Recent estimates in Australia have predicted a funding shortfall for residential capital development between 2008 and 2020 of $5.7 billion. There are already 2.8 million people aged 65 and over in Australia, and by 2047 there will be 7.2 million.
Dodds cited a 2007 survey that indicates a severe downturn in the financial viability of care homes in Australia with over 80 percent running a deficit. She also referred to facilities that cannot operate at full capacity due to staffing shortages and evidence that in some care homes residents were receiving as little as one hour of care a day.

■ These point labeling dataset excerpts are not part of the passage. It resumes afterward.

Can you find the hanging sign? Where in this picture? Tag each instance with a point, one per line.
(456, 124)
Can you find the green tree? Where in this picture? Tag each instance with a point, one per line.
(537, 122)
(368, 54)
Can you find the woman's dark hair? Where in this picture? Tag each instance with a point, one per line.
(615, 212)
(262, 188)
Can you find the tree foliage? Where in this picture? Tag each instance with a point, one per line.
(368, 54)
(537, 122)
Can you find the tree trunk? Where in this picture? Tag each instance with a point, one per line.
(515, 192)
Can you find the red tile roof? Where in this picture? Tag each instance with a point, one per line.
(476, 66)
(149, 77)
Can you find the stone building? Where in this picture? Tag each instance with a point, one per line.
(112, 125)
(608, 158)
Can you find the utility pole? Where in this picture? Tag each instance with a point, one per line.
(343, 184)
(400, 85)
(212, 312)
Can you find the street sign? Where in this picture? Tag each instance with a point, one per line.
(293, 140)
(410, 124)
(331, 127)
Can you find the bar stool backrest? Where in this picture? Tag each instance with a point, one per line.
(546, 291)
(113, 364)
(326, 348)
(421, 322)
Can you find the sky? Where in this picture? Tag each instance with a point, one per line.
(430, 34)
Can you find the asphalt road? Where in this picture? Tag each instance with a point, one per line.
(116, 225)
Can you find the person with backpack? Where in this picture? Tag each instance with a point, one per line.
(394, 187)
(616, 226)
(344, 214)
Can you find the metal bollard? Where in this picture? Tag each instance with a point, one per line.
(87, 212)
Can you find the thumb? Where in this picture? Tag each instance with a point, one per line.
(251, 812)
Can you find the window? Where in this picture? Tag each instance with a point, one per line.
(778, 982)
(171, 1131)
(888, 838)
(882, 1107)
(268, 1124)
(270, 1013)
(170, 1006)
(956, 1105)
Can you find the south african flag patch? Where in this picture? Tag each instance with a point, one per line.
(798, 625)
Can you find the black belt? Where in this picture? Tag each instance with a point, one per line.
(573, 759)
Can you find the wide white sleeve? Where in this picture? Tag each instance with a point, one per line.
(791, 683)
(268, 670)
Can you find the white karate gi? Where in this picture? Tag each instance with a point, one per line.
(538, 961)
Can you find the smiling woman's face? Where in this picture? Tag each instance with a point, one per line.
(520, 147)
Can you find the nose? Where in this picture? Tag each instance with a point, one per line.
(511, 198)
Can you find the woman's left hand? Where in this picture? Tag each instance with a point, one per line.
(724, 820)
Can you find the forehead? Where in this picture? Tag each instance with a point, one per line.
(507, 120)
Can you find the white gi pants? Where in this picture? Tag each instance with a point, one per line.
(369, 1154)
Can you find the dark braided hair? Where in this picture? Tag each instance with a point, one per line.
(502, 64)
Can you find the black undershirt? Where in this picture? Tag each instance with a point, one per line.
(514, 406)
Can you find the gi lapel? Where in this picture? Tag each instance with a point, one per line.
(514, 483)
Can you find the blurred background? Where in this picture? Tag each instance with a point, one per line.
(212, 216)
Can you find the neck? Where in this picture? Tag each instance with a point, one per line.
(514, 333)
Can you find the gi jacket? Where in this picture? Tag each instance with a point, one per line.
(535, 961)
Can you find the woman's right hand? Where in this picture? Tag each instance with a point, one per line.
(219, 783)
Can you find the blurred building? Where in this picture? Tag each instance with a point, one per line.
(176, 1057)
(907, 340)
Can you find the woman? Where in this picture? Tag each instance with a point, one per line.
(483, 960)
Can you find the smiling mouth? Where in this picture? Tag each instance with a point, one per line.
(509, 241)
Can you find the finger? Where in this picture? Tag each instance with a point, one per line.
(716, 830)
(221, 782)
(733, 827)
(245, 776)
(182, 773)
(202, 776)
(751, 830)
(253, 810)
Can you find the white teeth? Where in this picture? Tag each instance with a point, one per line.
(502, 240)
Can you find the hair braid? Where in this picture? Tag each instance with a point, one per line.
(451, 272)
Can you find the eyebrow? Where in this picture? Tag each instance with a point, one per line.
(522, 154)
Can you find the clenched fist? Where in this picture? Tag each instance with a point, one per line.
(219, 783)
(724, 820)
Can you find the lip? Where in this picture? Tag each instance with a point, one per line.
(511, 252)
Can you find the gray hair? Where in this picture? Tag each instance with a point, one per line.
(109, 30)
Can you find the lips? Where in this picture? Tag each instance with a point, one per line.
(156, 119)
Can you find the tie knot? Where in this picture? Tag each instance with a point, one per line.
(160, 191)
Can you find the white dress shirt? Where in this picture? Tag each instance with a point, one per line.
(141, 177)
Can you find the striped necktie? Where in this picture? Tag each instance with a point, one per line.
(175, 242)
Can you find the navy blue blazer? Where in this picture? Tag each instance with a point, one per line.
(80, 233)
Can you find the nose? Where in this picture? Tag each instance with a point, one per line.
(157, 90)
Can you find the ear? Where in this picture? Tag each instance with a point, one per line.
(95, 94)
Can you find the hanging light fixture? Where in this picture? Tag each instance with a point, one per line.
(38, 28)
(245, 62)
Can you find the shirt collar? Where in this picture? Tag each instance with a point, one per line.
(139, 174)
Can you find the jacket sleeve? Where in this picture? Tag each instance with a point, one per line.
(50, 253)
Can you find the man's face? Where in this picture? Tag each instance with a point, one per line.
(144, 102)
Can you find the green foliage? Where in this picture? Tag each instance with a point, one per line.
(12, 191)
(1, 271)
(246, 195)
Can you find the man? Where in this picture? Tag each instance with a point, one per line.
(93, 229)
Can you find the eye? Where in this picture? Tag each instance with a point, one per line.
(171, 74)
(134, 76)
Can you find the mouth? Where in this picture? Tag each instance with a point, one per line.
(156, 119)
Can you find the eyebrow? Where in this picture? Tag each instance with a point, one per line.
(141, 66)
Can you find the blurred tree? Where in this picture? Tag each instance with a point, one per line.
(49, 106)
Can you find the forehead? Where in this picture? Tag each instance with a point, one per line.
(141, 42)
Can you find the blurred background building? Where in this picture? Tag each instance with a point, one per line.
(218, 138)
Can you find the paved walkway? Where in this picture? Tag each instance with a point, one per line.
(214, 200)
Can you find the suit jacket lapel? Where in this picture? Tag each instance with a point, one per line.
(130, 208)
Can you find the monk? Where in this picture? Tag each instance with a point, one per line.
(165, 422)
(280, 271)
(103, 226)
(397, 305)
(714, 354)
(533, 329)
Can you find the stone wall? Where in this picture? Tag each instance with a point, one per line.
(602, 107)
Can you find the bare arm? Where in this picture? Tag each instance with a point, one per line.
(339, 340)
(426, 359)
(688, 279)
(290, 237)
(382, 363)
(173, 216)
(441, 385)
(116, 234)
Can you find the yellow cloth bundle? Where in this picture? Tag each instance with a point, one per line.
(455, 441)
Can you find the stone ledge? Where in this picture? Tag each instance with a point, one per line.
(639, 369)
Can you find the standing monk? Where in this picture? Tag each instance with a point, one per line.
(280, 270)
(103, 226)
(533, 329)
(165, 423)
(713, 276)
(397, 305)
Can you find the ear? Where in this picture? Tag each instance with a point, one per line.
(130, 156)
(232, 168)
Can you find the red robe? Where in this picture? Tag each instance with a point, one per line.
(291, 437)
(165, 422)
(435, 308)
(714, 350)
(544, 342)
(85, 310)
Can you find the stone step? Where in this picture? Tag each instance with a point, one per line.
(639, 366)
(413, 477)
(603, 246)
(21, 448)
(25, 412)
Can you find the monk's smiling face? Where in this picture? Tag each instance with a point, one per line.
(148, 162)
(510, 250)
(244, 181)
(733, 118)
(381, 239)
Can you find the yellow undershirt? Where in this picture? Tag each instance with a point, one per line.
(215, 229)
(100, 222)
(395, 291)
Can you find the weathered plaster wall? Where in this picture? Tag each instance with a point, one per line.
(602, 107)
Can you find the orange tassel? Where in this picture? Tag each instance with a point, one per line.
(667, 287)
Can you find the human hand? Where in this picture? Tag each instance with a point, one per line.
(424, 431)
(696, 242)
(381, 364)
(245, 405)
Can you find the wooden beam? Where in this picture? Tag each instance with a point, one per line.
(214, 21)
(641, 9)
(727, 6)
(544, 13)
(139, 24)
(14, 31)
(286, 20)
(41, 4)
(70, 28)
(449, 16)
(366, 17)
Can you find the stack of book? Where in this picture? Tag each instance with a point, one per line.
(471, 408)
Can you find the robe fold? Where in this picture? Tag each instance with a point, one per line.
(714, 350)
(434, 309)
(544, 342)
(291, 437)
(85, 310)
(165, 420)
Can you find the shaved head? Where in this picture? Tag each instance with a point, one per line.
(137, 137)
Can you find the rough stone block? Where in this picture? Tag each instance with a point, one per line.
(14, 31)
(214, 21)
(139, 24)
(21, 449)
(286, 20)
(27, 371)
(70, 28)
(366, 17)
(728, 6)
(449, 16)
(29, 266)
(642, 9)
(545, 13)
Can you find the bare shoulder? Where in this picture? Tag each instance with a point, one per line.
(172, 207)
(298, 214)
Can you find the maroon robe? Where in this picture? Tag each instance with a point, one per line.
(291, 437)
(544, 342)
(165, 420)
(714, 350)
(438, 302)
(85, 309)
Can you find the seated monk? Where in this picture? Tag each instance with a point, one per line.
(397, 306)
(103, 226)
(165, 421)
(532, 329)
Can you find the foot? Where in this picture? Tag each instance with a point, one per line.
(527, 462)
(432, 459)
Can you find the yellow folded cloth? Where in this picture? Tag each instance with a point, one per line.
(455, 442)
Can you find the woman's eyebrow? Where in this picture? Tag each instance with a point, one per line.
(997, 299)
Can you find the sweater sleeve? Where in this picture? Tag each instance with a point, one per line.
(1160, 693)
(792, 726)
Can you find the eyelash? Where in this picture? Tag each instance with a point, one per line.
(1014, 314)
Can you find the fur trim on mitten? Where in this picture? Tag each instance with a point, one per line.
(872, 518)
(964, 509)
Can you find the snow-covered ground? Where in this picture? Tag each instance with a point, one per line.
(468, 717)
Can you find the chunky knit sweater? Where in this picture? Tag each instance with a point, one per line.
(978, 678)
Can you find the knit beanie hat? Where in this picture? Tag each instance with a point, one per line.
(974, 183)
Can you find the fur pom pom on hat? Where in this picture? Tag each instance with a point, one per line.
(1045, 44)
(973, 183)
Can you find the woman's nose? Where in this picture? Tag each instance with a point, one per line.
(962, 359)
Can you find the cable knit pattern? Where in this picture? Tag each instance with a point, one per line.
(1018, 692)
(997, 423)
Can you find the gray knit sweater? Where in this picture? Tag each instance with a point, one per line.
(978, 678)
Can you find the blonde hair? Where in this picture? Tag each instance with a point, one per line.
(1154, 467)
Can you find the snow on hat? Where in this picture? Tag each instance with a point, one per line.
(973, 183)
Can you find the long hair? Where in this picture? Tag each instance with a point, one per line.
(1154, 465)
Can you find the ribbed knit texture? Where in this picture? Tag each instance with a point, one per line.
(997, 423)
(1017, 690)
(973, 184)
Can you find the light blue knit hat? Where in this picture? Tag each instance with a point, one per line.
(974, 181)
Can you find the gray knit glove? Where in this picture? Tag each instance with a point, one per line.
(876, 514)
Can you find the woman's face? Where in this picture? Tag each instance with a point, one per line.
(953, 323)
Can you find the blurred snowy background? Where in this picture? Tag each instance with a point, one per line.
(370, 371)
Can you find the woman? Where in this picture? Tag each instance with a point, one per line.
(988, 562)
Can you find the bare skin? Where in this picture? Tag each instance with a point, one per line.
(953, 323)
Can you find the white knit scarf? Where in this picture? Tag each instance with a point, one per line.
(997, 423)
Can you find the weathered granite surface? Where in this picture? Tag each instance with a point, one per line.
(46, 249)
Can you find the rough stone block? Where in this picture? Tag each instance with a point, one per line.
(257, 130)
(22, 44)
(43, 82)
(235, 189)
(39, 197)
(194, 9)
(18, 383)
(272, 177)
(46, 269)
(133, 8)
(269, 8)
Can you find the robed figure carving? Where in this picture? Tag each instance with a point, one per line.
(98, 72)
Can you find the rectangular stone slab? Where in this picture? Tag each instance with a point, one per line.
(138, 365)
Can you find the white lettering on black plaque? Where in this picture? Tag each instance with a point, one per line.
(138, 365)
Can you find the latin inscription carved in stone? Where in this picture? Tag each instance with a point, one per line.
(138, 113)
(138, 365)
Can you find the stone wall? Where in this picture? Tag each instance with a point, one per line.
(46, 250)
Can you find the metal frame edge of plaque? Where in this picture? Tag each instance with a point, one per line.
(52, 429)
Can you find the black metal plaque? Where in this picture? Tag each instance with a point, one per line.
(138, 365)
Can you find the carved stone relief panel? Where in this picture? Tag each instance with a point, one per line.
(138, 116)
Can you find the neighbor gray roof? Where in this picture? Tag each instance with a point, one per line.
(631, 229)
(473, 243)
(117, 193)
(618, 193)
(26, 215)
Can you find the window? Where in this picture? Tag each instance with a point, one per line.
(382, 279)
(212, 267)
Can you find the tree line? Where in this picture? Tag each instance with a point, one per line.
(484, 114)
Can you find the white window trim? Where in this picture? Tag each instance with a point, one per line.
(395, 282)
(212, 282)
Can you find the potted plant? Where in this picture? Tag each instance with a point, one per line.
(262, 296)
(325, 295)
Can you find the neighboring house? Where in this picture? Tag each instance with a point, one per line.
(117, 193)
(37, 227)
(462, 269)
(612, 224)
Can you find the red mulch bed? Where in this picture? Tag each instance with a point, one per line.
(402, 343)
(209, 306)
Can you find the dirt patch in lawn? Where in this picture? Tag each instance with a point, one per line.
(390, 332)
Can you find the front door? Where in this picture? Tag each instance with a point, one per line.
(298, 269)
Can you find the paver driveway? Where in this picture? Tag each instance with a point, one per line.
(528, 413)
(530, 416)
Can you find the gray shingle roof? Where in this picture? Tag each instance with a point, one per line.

Dodds is the National Director of UnitingCare Australia, an organisation made up of 400 community service agencies that provide services to over 2 million Australians, with 35,000 staff supported by 24,000 volunteers. She is also the current President of the Australian Council of Social Service and was listed in the Bulletin magazine’s list of the 100 most powerful people in Australian in 2007.
Looking to the future Dodds spoke cautiously of the social inclusion agenda promised by new Prime Minister Kevin Rudd to bring together social and economic polity to build prosperity informed by justice. “We have a new government in Australia who are making all the right noises… Watch this space,” she said.
The focus of Dodds’ rallying call to the NZCCSS conference in Napier was her advocacy for a sector that identifies itself by using the expression “for people”, rather than “not for profit”.
“It is beyond time that we stopped letting others define us as what we are not, and named ourselves for what we are,” said Dodds. “We are not business. The seductive call to mimic the corporate world must be seen for what it is – a challenge to our core identity. Equally, we have a wide reach and mandate but are not the state. While we can and will continue to work with government in the delivery and evaluation of essential support and caring services, in a democracy a social safety net is a core responsibility of the state”.
Dodds urged providers of aged care in New Zealand to continue to advocate for and demand just outcomes beyond the status quo, to stand for inclusion not inequality and to challenge policy makers to meet their obligations – all on behalf of those people who “struggle to live with dignity in the face of vulnerability and disadvantage”.